But these injuries would follow Frida for the remainder of her life. Pain and suffering defined her as a person, and her work as an artist. Before the accident, Frida described herself as "a girl walking in a world of colors"; and after the accident "Now I live in a painful planet, transparent as ice...I grew up in a few instants, and now everything is dull and flat." Not words that one might initially expect would come from the mouth of the person who created such bold and vibrant paintings. But look at Frida's works, and the pain is right there - sometimes hinted at, often overtly expressed. It is art undeniably wrought by a suffering soul.

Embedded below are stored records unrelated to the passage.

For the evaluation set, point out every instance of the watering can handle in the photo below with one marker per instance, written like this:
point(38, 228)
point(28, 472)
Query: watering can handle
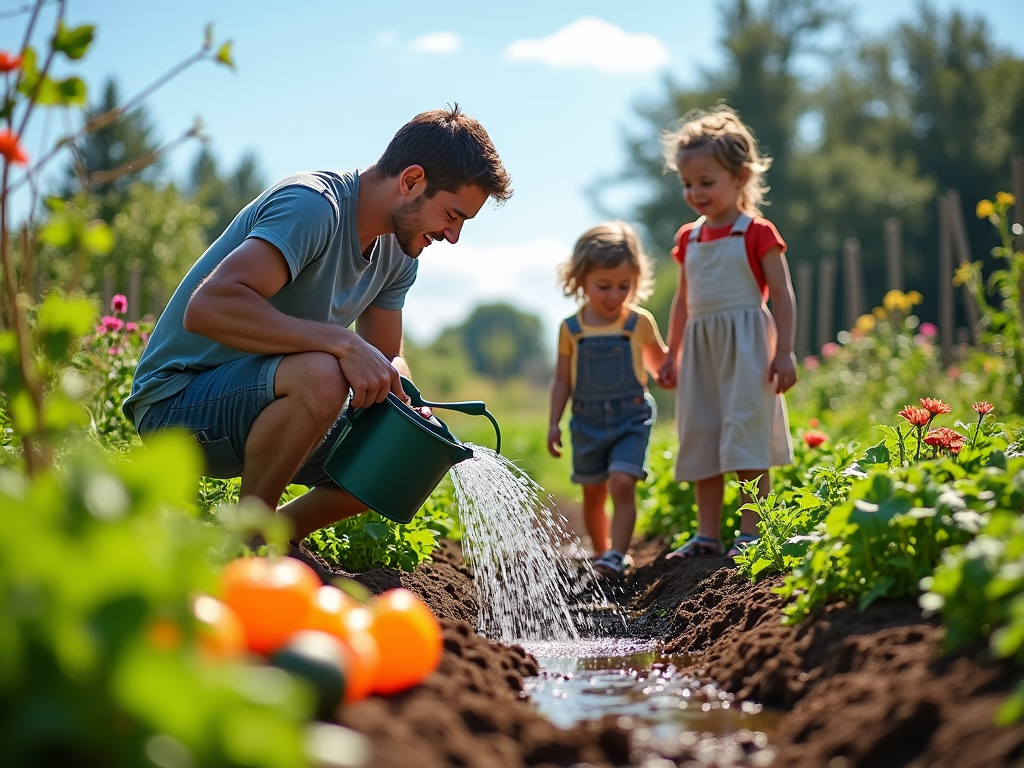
point(473, 408)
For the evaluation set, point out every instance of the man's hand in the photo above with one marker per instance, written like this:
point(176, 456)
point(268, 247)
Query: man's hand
point(555, 441)
point(783, 371)
point(370, 374)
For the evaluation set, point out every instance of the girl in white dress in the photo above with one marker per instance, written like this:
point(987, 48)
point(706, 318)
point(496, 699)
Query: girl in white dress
point(736, 357)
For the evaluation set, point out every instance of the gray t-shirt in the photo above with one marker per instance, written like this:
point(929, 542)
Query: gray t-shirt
point(311, 218)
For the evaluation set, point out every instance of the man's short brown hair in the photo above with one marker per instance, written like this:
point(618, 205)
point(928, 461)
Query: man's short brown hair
point(454, 151)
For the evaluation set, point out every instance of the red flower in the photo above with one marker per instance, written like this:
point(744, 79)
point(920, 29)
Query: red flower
point(945, 437)
point(935, 407)
point(8, 61)
point(10, 147)
point(919, 417)
point(813, 438)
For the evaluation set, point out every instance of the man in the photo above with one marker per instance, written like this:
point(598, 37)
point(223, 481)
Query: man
point(253, 354)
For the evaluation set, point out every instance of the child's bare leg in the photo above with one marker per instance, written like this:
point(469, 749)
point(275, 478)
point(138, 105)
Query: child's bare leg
point(710, 494)
point(624, 517)
point(749, 522)
point(594, 516)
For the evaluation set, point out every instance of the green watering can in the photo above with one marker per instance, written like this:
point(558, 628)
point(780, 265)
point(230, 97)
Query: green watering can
point(390, 458)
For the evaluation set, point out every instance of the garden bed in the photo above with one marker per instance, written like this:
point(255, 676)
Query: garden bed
point(867, 688)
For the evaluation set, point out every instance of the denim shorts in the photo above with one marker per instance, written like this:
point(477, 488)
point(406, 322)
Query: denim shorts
point(218, 409)
point(610, 436)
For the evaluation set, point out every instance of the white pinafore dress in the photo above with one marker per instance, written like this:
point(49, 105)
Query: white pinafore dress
point(728, 413)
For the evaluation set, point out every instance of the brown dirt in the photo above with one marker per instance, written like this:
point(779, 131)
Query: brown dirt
point(865, 689)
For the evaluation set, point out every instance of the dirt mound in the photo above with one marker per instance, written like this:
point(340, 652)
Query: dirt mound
point(860, 688)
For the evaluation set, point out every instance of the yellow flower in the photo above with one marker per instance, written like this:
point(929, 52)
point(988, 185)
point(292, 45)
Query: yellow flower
point(894, 300)
point(865, 323)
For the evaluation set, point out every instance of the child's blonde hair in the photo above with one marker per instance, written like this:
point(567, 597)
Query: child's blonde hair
point(730, 142)
point(605, 247)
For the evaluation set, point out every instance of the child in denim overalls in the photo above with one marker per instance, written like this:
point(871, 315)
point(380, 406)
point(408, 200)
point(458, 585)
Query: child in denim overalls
point(604, 352)
point(736, 357)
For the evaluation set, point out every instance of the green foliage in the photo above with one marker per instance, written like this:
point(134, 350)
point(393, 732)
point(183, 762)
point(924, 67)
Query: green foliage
point(370, 541)
point(97, 640)
point(1001, 301)
point(979, 591)
point(105, 363)
point(891, 530)
point(669, 508)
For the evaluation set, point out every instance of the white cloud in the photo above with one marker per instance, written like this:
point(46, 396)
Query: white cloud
point(437, 42)
point(593, 43)
point(454, 280)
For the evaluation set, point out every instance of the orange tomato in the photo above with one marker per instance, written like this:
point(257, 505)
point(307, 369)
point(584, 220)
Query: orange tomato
point(327, 608)
point(364, 653)
point(270, 597)
point(409, 637)
point(337, 613)
point(220, 633)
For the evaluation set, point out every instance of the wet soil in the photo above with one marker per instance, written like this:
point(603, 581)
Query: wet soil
point(860, 689)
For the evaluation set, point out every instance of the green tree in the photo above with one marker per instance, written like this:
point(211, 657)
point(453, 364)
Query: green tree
point(225, 196)
point(500, 341)
point(109, 159)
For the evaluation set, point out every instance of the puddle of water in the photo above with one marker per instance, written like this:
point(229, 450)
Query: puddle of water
point(670, 715)
point(528, 590)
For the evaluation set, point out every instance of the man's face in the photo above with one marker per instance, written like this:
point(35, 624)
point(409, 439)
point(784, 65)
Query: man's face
point(422, 220)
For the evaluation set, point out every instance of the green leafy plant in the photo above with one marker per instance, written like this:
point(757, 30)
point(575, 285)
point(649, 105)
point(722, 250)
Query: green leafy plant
point(370, 541)
point(891, 531)
point(979, 591)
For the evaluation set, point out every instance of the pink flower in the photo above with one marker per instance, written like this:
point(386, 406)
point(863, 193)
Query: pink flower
point(919, 417)
point(935, 407)
point(813, 438)
point(112, 325)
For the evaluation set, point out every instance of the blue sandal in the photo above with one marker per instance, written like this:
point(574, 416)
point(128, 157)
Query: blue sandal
point(698, 546)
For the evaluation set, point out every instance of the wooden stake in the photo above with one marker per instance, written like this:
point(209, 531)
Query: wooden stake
point(894, 254)
point(854, 280)
point(958, 236)
point(945, 283)
point(826, 300)
point(805, 278)
point(134, 293)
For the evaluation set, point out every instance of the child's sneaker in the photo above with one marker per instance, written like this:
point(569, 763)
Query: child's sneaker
point(611, 564)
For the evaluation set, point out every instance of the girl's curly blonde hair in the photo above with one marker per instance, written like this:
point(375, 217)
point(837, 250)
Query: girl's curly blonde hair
point(730, 142)
point(605, 247)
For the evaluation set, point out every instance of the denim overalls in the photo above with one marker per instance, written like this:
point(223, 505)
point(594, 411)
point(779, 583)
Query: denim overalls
point(611, 412)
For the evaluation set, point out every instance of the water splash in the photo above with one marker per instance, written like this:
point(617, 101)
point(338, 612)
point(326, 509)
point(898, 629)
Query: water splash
point(529, 589)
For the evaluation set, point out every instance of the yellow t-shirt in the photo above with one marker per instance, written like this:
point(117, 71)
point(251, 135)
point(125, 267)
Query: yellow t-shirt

It is fashionable, I suppose, in today's jaded world to snub one's nose at an artist as universally recognized as Frida Kahlo. Can a "true" patron of the arts admire someone whose likeness can be found on so many articles of clothing? But understand why Frida is on those clothes: she is there because she persevered. In a body cast. Lying on her back in bed for months. Not one time, but over and over again. Frida broke free from the confinement and misery of her life, and rendered her imagination on canvases that would go on to live a world apart from her bed, from her chair, from her brutal pain and confinement. One cannot dismiss Frida's work without in the same breath dismissing the human spirit itself, the animus that makes us more like gods than animals.
In the arms of the angel
Frida Kahlo spent her final years in the home where she was born: La Casa Azul in the neighborhood of Coyoacán in Mexico City. In her mid-40s, the ravages of that accident at the age of 18 were still not done with her. Gangrene. Amputations. Bronchopneumonia. The ravages were not done with her, but Frida was done with them: she attempted suicide in 1953.
Later, in 1954, Frida painted one of her final works: a still life of watermelons - various watermelons, both whole and sliced. On one slice of watermelon she added the words "Viva La Vida" - Long Live Life. Frida must have been referring to some more elemental life, the stream of life that carries us all. The universal life, devoid of pain. Life spirit, flowing into the infinite.
In July of that year, Frida Kahlo drew the figure of a black angel. And on July 13, 1954 - most likely as the result of an intentional overdose of painkillers - the shackles were forever broken, the suffering forever silenced. The Angel of Death would be Frida's last work, her final invocation: the angel come to take her away, to relieve her of her profound suffering. To deliver her to history and - in a very real sense - to immortality.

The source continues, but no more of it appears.